Keystroke flow in X.org
Jim Gettys
jg at freedesktop.org
Fri Jun 12 06:36:21 PDT 2009
Peter Hutterer wrote:
> On Fri, Jun 12, 2009 at 05:21:53PM +1000, Timothy S. Nelson wrote:
>> On Fri, 12 Jun 2009, Timothy S. Nelson wrote:
>>
>>> So, here's my impression of how it works based on what you've just
>>> said.
>> [snip]
>>
>> Yuck. Let me do some more reworking.
>>
>> - When a keystroke comes from the hardware, it gets picked up and sent
>> to the client (ie. application/program). - The application program
>> (calling on ???) translates it into a
>> character using the following process:
>> - Translates from a key/scan code into a symbol using the xmodmap map
>> - The translation table is generated from xkb/*.
>> - The compose/locale stuff happens after the xmodmap translation table.
>>
>> Is that better?
>
> yeah, close enough, except that in most cases xmodmap has little influence
> on anything. I can't remember the last time I used it when it wasn't to
> debug some weird setup from a bugreport. it's something like:
>
> 1. server starts up, compiles XKB map for each keyboard device based on
> xkeyboard-config's files using xkbcomp.
> 2. clients query server for the XKB map and store it or use it to spread
> love and/or happiness.
> 3. key event comes in, driver adds 8 because, hey, why not. also, bonghits.

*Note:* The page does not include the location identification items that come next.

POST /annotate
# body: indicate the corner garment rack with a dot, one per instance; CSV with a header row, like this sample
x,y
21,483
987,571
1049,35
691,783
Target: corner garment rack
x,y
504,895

Because values 0-7 gets used for other purposes; it has to do with
efforts to save bytes on the wire, and to fit events into 32 byte sizes
And we (correctly) discovered there was no keyboard in the world with
more than 248 keys, something still at least approximately true 20 years
later.
Once upon a time, malloc and free were horribly slow (you can't possibly
imagine how slow) on some platforms (e.g. VMS). So there are a number
of ugly hacks in the protocol encoding (and the Xlib interfaces) to
avoid having to do malloc/free on every event, which would have been
prohibitive. And even on UNIX of the era, malloc/free was a memory pig
(though later I learned that the Berkeley malloc allocator was
particularly inefficient if your allocation was size 2^n...).